The term was coined in Hellenic tragedy, where a machine was (and still is) used to bring actors playing Gods onto the stage. The machine could be either a crane (mechane) used to lower actors from above or a riser that brought actors up through a trapdoor. The idea was introduced by Aeschylus and was used often to resolve the conflict and conclude the drama. Although the device is associated most with Hellenic tragedy, it also appeared in comedies.

Aeschylus used the device in his 'Eumenides', but it was with Euripides that it became an established stage machine. More than half of Euripides' extant tragedies employ a deus ex machina in their resolution, and some critics claim that Euripides, not Aeschylus, invented it.

In Aristophanes' play 'Thesmophoriazusae', the playwright parodies Euripides' frequent use of the crane by making Euripides himself a character in the play and bringing him on stage by way of the mechane. Aristotle was the first to use deus ex machina as a term to describe the technique as a device to resolve the plot of tragedies. Antiphanes believed that the use of the deus ex machina was a sign that the playwright was unable to properly manage the complications of their plot:

"When they don't know what to say, and have completely given up on the play, just like a finger they lift the machine, and the spectators are satisfied.

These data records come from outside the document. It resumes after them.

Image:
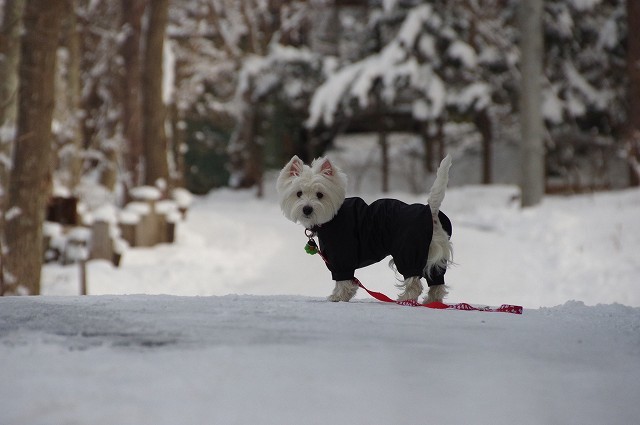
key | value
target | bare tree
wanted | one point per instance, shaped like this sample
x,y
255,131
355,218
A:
x,y
154,110
633,67
132,14
31,172
532,160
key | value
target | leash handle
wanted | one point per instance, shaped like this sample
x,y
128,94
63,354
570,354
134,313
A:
x,y
504,308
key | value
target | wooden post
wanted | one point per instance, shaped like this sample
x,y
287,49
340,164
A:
x,y
101,244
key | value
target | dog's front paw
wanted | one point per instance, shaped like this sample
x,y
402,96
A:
x,y
344,291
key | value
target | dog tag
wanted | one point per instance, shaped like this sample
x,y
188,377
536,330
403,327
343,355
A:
x,y
311,247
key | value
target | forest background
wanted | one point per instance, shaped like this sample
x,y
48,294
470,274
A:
x,y
98,97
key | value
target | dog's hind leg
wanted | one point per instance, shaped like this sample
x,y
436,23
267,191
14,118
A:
x,y
412,288
436,293
344,291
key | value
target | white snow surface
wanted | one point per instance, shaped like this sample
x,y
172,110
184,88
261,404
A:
x,y
229,325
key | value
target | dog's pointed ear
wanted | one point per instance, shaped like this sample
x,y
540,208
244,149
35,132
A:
x,y
327,168
295,166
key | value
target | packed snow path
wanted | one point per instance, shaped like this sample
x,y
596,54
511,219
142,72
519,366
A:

Here is none of this for us."
Aristotle also wasn't a fan and he criticized the device in his Poetics:
"As in the structure of the plot, so too in the portraiture of character, the poet should always aim either at the necessary or the probable. Thus a person of a given character should speak or act in a given way, by the rule either of necessity or of probability; just as this event should follow that by necessary or probable sequence. It is therefore evident that the unraveling of the plot, no less than the complication, must arise out of the plot itself, it must not be brought about by the Deus ex Machina- as in the Medea, or in the return of the Greeks in the Iliad. The Deus ex Machina should be employed only for events external to the drama- for antecedent or subsequent events, which lie beyond the range of human knowledge, and which require to be reported or foretold; for to the gods we ascribe the power of seeing all things. Within the action there must be nothing irrational. If the irrational cannot be excluded, it should be outside the scope of the tragedy. Such is the irrational element the Oedipus of Sophocles."

Despite that, the effect of the device on Hellenic audiences was attested as a direct and immediate emotional response. Audiences would have feeling of wonder and astonishment at the appearance of the gods and often adds to the moral effect of the drama. Even in modern plays, books, and movies, the deus ex machina can have this effect. How about the Hulk showing up near the end of The Avengers to punch that alien battleship/whale on the nose? Or the Eagles showing up at the end of the Lord of the Rings trilogy to carry our near-dead heroes home? I, for one, felt extreme elation and excitement at both. When used too much, or too obviously, the deus ex machina can be a cheap trick, but when done well, it can be quite brilliant.